(This one’s for Mr Power – we just ran out of time after that screening.)
Disclosure: I still haven’t read Robert McKee‘s Story (which I’ve requested from the local library). But I can heartily recommend William Goldman‘s Which Lie Did I Tell?, Alex Epstein‘s Crafty Screenwriting and Stephen King‘s On Writing.
Mr Epstein gets it in one: just tell a good story that keeps people interested.
Okay. So all the good stories have been told already and there’s no pressure to be, like, truly creative. Therefore it’s not necessarily the story I’ll be worrying about – it’ll be how I’m going to make it interesting. My mission will be to grab the reader’s – and eventually, the audience’s – attention, take ’em for a ride and then afterwards, drop ’em back in their seat, exhilarated, excited and begging for more.
How do I do it then? I write the story how I’d like to see it done.

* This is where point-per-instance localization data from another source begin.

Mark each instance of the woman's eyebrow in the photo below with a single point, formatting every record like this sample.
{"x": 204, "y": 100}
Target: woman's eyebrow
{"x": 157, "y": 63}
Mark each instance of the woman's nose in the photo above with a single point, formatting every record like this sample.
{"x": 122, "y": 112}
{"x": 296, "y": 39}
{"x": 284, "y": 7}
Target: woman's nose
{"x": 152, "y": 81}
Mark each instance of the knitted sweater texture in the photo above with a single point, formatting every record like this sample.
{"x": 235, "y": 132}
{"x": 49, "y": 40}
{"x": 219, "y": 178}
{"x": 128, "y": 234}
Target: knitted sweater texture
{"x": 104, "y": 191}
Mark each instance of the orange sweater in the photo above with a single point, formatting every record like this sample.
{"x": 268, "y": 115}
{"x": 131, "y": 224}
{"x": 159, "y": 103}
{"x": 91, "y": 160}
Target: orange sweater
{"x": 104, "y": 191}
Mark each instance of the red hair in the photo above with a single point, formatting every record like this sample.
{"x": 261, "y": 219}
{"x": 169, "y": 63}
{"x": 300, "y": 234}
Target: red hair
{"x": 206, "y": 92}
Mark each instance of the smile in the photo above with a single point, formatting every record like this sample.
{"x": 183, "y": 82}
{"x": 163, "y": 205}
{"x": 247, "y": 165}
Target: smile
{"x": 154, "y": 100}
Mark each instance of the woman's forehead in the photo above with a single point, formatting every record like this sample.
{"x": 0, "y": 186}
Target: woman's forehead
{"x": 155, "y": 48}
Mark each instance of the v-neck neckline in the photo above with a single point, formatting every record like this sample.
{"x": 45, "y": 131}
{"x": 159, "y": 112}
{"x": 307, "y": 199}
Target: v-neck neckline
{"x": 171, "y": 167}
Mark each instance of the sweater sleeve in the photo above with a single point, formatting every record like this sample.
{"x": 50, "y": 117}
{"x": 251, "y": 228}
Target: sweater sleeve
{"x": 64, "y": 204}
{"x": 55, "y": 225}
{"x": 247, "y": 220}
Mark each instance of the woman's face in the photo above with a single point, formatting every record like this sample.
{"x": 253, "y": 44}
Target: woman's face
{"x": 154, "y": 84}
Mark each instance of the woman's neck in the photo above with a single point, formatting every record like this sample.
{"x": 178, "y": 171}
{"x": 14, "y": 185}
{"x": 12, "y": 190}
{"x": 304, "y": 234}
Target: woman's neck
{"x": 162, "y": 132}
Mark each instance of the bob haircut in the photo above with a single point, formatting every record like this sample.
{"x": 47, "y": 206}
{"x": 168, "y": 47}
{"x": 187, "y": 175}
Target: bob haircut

This springs partly from all the films I’ve watched and thought, I could’ve done better’n that! Fighting words – and extraordinarily naive ones, in hindsight. (Ah, those were the days – watching bucketloads of films and videos and television, taking it all in and un/sub-consciously figuring out what worked for me and what didn’t, and why.)
I believe I’ve seen enough films, videos and television, and read enough books, comics and stories, to know what stories worked. I survived film school and have had people pay me to write to trust my own sense of story telling and sturcture. I may have foolishly uttered in a script meeting, “I don’t necessarily think and write in terms of protagonist and antagonist,” but I certainly made up for it by referencing enough films to show that I knew what I was talking about.
For me – and at this stage in my career – I still see the script as a story: ninety-plus pages to be read by someone. That script had better transport the reader into my world for each and all of those pages. And all the while, hidden in the text is a subliminal message: Wouldn’t this just make a freakin’ great movie?